Este paseo fue fatal para el estudiante. Algunas mujeres se fijaron en él. ¡Era tan guapo, tan joven y tan elegante!
Al verse convertido en objeto de una atención casi admirativa, ya no pensó en sus hermanas ni en su tía, todas ellas por él despojadas, ni en sus virtuosos escrúpulos. Había visto pasar por encima de su cabeza a ese demonio que es tan fácil de tomar por un ángel, a ese Satanás de brillantes alas, que siembra rubíes, que arroja sus flechas de oro delante de los palacios, cubre de púrpura las mujeres, reviste de un vano esplendor los tronos, tan sencillos en su origen; había escuchado al dios de esa vanidad crepitante cuyo ruido nos parece un símbolo de poder. Las palabras de Vautrin, por cínicas que fuesen, habíanse alojado en su corazón como en la memoria de una virgen se graba el innoble perfil de una vieja alcahueta que le ha dicho: «Oro y amor a raudales». Después de haber paseado indolentemente, hacia las cinco de la tarde Eugenio se presentó en casa de la señora de Beauséant, y en ella recibió uno de esos golpes terribles contra los cuales los corazones jóvenes se hallan inermes.

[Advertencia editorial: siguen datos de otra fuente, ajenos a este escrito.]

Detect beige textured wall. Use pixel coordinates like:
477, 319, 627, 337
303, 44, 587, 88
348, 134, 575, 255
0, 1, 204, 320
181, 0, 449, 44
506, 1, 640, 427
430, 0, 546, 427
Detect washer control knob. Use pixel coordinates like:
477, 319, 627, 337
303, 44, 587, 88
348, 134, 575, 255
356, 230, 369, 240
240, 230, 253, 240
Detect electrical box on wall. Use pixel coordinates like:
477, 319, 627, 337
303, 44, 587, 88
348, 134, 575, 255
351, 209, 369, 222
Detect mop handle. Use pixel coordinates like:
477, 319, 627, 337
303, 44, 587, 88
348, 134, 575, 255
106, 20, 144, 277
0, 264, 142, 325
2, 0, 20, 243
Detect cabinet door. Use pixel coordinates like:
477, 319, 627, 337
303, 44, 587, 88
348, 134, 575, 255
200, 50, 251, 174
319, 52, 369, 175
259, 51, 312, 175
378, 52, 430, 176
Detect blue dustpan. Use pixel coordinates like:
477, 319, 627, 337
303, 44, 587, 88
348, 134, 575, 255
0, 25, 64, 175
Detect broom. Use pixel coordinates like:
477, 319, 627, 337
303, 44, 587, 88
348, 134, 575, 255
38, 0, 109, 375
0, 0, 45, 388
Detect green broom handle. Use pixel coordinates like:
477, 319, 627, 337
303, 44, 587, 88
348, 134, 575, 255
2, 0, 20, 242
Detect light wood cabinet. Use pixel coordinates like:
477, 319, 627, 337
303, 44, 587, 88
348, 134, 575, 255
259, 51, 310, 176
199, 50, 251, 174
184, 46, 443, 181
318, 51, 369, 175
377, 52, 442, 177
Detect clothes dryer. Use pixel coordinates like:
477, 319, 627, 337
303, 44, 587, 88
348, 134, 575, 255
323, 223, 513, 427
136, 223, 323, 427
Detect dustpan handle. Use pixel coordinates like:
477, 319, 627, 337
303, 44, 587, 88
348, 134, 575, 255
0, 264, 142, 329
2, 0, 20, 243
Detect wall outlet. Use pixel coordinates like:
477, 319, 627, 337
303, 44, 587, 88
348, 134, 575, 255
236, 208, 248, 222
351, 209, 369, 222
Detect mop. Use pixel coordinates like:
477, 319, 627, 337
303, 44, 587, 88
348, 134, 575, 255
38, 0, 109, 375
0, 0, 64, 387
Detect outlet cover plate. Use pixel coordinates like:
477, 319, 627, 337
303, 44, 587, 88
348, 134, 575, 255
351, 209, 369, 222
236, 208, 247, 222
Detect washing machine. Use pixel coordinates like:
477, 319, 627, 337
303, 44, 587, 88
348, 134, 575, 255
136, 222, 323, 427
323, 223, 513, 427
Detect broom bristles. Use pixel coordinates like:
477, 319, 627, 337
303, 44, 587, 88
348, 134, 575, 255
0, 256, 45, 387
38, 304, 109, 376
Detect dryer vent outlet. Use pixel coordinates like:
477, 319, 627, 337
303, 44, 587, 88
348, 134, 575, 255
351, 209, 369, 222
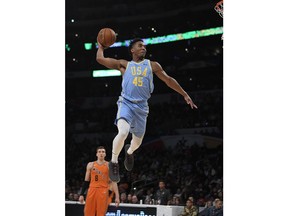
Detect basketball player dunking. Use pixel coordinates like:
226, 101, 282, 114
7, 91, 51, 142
96, 38, 197, 182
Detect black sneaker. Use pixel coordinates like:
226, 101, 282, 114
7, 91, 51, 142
109, 161, 120, 183
124, 144, 134, 171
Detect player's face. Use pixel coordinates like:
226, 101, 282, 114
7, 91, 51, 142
96, 149, 106, 159
131, 41, 147, 58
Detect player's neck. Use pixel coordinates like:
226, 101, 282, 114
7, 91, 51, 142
96, 159, 105, 165
132, 57, 145, 63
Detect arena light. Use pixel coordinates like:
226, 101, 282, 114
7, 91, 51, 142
95, 27, 223, 48
66, 27, 223, 51
65, 44, 71, 52
84, 43, 92, 50
92, 70, 121, 77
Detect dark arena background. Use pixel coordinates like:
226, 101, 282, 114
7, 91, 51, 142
65, 0, 225, 216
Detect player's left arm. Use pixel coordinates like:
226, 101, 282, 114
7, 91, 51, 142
151, 61, 198, 109
111, 181, 120, 207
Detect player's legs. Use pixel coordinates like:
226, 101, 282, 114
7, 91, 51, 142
124, 134, 143, 171
109, 118, 130, 183
96, 188, 109, 216
127, 134, 144, 155
84, 188, 97, 216
124, 106, 149, 171
111, 118, 130, 163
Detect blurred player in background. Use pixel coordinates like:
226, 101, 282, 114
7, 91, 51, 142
79, 146, 120, 216
96, 38, 197, 182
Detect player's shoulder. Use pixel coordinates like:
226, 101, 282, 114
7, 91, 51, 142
87, 161, 94, 168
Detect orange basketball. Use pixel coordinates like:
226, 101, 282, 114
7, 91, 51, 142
97, 28, 116, 48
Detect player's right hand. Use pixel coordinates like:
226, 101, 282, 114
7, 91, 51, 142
79, 195, 84, 204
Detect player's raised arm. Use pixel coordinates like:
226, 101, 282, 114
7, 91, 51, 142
96, 42, 128, 74
151, 61, 198, 109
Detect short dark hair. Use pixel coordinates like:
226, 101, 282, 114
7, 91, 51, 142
128, 38, 144, 55
96, 146, 106, 152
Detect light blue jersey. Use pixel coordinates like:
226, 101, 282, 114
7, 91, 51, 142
121, 59, 154, 102
115, 59, 154, 137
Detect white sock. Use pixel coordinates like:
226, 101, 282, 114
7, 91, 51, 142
127, 134, 143, 154
111, 119, 130, 163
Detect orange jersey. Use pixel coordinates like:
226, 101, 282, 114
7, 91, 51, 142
89, 161, 109, 188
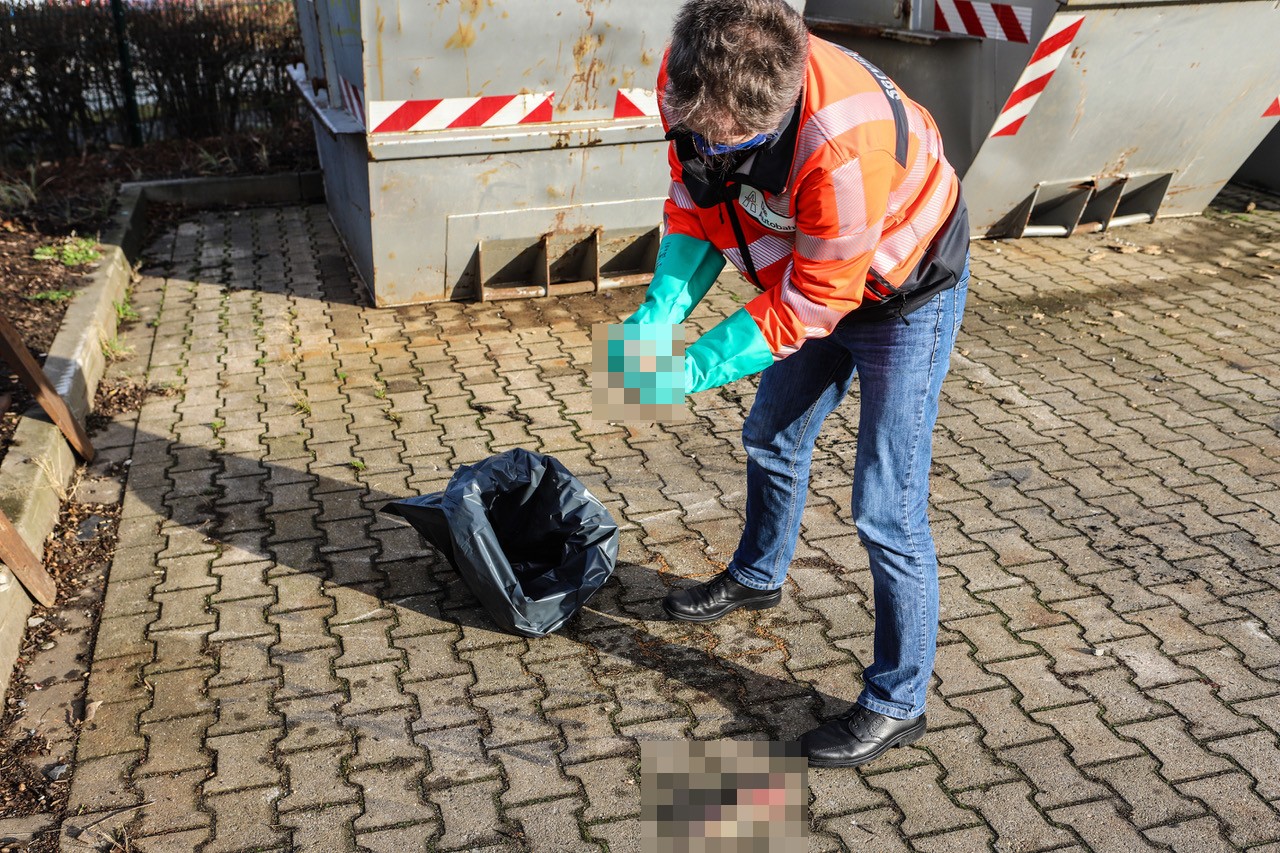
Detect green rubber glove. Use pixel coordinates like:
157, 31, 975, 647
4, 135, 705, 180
685, 307, 773, 394
623, 234, 724, 325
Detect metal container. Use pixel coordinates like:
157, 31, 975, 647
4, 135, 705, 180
293, 0, 803, 305
1233, 122, 1280, 192
808, 0, 1280, 237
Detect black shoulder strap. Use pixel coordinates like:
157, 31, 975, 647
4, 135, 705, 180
837, 45, 910, 169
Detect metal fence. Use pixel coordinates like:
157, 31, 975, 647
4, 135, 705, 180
0, 0, 301, 160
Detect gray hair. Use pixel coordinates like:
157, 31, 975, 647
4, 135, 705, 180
663, 0, 809, 141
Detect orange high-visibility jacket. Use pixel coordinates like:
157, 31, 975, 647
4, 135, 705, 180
658, 36, 968, 359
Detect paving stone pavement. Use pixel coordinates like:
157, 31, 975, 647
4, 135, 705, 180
64, 197, 1280, 853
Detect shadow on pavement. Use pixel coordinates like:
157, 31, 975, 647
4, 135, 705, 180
129, 433, 846, 739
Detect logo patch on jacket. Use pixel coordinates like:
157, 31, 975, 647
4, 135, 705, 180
737, 183, 796, 234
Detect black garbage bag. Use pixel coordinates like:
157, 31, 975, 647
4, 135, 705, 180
383, 447, 618, 637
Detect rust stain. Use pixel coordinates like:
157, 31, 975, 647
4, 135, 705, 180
1098, 145, 1138, 177
374, 6, 387, 97
444, 0, 481, 50
444, 20, 476, 50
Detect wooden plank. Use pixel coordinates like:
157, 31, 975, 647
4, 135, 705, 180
0, 510, 58, 607
0, 311, 93, 462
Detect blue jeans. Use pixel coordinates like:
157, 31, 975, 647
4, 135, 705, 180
728, 264, 969, 720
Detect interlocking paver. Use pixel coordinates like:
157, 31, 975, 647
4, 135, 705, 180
60, 195, 1280, 853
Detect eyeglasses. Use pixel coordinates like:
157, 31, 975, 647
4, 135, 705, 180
692, 133, 777, 158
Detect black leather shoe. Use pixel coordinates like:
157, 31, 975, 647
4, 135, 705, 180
662, 570, 782, 622
800, 704, 924, 767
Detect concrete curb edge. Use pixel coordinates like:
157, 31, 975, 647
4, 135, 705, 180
0, 172, 324, 708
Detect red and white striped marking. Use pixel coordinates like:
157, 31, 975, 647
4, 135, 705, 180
369, 92, 554, 133
338, 77, 365, 127
613, 88, 658, 118
988, 15, 1084, 137
933, 0, 1032, 45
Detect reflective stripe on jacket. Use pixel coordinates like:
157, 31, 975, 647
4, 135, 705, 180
658, 36, 968, 359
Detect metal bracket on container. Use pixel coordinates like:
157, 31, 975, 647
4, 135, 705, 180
476, 228, 659, 302
987, 172, 1174, 238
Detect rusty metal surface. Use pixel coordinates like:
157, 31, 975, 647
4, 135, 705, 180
810, 0, 1280, 236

Hasta entonces había encontrado a la vizcondesa llena de esa cortés amabilidad, de aquella gracia meliflua dada por la educación aristocrática y que no es completa más que cuando procede del corazón.
Cuando entró, la señora de Beauséant hizo un gesto seco, y le dijo con voz breve:
—Señor de Rastignac, me es imposible recibiros, en este momento por lo menos. Estoy muy ocupada…

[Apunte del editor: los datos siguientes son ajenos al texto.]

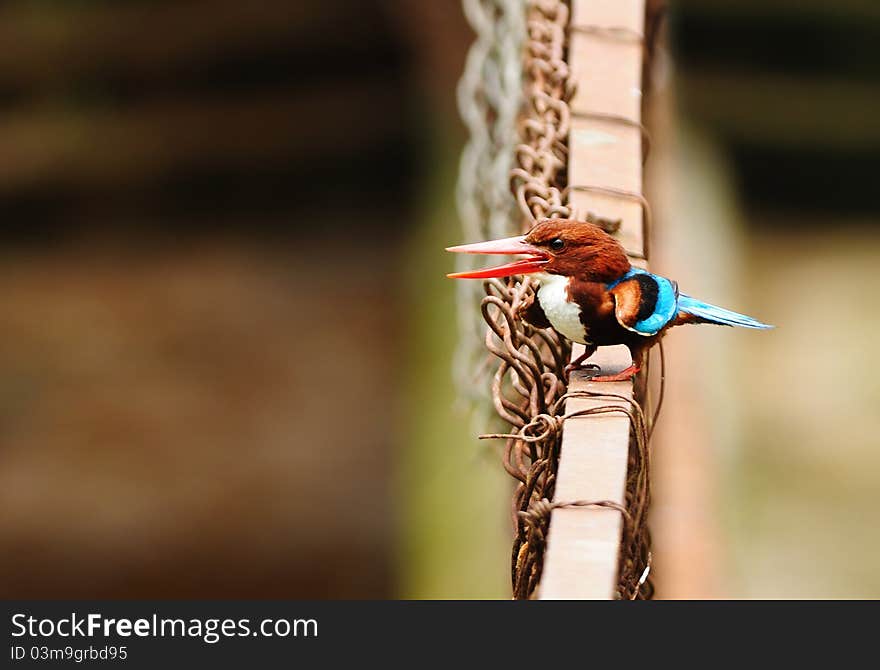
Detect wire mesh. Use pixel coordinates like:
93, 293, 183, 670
456, 0, 656, 598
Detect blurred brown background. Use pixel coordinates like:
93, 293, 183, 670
0, 0, 880, 598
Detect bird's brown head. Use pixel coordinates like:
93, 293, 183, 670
447, 219, 630, 282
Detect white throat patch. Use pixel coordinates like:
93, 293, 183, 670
534, 272, 589, 344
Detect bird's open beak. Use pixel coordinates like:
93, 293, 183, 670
446, 235, 550, 279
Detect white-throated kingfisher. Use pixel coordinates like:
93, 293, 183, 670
447, 219, 773, 382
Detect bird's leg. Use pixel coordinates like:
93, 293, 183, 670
565, 346, 601, 377
590, 351, 644, 382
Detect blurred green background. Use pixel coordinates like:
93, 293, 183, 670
0, 0, 880, 598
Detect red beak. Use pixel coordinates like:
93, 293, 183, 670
446, 235, 550, 279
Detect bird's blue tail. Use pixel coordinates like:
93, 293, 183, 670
678, 294, 773, 330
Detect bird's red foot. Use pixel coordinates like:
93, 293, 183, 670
590, 365, 641, 382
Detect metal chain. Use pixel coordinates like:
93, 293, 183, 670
457, 0, 651, 598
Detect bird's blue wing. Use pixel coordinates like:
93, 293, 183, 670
608, 268, 678, 337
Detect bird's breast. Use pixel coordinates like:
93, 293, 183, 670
538, 273, 589, 344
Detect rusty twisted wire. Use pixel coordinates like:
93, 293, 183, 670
459, 0, 656, 598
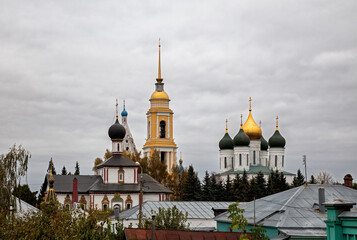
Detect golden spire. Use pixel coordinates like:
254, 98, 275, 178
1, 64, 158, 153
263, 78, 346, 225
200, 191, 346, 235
226, 119, 228, 133
115, 99, 118, 119
249, 97, 252, 111
156, 38, 163, 83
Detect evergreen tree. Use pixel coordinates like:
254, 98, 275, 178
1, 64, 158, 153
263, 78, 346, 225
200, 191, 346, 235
309, 175, 316, 184
202, 171, 212, 201
293, 169, 305, 187
222, 174, 233, 201
255, 171, 267, 199
61, 166, 67, 175
182, 165, 201, 201
74, 161, 80, 175
241, 169, 249, 202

Para un observador, y Rastignac habíase convertido pronto en un observador, esta frase, el gesto, la mirada y la inflexión de la voz eran la historia del carácter y de las costumbres de la casta.
Vio la mano de hierro bajo el guante de terciopelo; la personalidad, el egoísmo, bajo las maneras; la madera, bajo el barniz. Oyó, en fin, el: «Yo, el Rey», que empieza bajo los penachos del trono y termina bajo la cimera del último gentilhombre. Eugenio se había entregado con excesiva facilidad a creer en la nobleza de la mujer. Como todos los desgraciados, había firmado de buena fe el pacto delicioso que debe atar al bienhechor con el favorecido, y cuyo primer artículo consagra entre los corazones grandes una perfecta igualdad. El hacer bien, que reúne a dos seres en uno solo, es una pasión celestial tan incomprendida, tan rara corno pueda serlo el amor verdadero. Tanto el uno como el otro es la prodigalidad de las almas hermosas. Rastignac quería llegar al baile de la duquesa de Carigliano, y devoró aquella borrasca.

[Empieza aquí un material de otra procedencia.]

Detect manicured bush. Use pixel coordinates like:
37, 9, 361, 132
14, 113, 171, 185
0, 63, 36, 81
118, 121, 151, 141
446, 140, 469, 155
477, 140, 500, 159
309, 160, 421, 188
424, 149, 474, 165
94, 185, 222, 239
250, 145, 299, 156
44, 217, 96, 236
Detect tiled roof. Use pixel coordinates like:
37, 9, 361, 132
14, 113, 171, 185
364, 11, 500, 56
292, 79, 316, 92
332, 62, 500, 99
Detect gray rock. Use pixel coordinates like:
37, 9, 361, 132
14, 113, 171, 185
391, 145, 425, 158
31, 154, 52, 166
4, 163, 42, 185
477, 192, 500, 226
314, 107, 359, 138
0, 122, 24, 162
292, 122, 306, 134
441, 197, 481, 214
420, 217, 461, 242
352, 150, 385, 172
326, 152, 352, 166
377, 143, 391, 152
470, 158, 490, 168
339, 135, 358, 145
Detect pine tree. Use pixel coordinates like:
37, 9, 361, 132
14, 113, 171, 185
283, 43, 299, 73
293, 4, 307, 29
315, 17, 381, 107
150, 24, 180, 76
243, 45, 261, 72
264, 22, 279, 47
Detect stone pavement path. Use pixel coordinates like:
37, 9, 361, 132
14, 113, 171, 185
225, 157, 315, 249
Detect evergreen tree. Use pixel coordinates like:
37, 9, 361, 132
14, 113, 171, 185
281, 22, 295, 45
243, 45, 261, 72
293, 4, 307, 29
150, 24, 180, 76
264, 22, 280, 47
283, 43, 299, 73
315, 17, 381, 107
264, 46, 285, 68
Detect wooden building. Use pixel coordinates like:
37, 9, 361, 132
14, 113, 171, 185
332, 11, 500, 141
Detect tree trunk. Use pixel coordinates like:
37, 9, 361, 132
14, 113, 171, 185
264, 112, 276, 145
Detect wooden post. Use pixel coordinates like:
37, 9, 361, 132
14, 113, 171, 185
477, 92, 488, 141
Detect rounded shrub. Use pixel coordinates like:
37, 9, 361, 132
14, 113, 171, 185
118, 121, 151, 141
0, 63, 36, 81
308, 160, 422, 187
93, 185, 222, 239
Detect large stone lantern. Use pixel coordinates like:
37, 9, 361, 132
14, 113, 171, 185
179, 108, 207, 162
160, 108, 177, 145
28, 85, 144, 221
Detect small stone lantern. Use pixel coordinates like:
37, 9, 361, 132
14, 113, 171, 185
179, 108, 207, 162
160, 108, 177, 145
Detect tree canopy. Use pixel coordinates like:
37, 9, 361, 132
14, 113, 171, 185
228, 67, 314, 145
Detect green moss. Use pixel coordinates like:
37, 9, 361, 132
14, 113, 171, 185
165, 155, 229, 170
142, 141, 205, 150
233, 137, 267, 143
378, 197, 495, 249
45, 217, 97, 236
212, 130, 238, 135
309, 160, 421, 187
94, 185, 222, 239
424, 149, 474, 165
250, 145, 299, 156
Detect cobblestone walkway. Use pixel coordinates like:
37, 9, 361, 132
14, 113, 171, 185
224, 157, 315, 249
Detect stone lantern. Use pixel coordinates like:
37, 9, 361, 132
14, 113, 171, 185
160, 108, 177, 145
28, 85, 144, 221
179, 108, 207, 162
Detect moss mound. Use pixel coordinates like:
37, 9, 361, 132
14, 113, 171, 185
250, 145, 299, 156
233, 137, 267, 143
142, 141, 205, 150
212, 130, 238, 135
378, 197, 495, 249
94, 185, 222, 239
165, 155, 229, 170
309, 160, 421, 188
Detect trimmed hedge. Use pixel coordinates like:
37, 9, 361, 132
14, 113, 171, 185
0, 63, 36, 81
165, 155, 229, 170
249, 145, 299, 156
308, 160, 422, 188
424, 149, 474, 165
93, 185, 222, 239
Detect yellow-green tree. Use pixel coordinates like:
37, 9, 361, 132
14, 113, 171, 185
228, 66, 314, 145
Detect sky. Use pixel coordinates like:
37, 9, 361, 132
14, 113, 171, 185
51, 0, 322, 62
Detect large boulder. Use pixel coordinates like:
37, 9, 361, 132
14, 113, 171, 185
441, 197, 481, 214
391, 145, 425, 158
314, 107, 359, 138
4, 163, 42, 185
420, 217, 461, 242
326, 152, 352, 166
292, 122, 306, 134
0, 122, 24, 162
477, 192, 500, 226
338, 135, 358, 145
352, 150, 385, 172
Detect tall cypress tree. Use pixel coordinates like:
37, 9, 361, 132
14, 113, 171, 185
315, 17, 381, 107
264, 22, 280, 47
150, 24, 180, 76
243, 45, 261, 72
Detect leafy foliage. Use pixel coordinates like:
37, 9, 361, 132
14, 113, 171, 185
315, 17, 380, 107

—Señora —dijo con voz emocionada—, si no se tratase de una cosa importante, no habría venido a importunaros; os ruego, por lo tanto, que tengáis la bondad de recibirme más tarde, y aguardaré.
—Bien, venid a comer conmigo —dijo algo confusa por la dureza que había puesto en sus palabras; porque aquella mujer era tan buena como grande.
Aunque se sintió afectado por aquel cambio repentino, Eugenio se dijo mientras se iba: «Arrástrate, sopórtalo todo. ¿Qué deben ser los otros seres si, en un instante, la mejor de las mujeres borra las promesas de su amistad y te deja ahí como un zapato viejo? Entonces, ¿cada cual debe mirar por sí? Es verdad que su casa no es ninguna tienda y que hago mal en tener necesidad de ella. Es preciso, como dice Vautrin, convertirse en bala de cañón.». Las amargas reflexiones del estudiante fueron pronto disipadas por el placer que se prometía al ir a comer con la vizcondesa. Así, por una especie de fatalidad, los más mínimos acontecimientos de su vida conspiraban para empujarle a la carrera en la que, según las observaciones de la terrible esfinge de Casa Vauquer, debía, como en un campo de batalla, matar para que no le matasen, engañar para no ser engañado, en la que había de dejar a un lado su conciencia, su corazón, cubrirse el rostro con una máscara, burlarse sin piedad de los hombres y, como en Lacedemonia, coger su fortuna sin ser visto, para merecer la corona.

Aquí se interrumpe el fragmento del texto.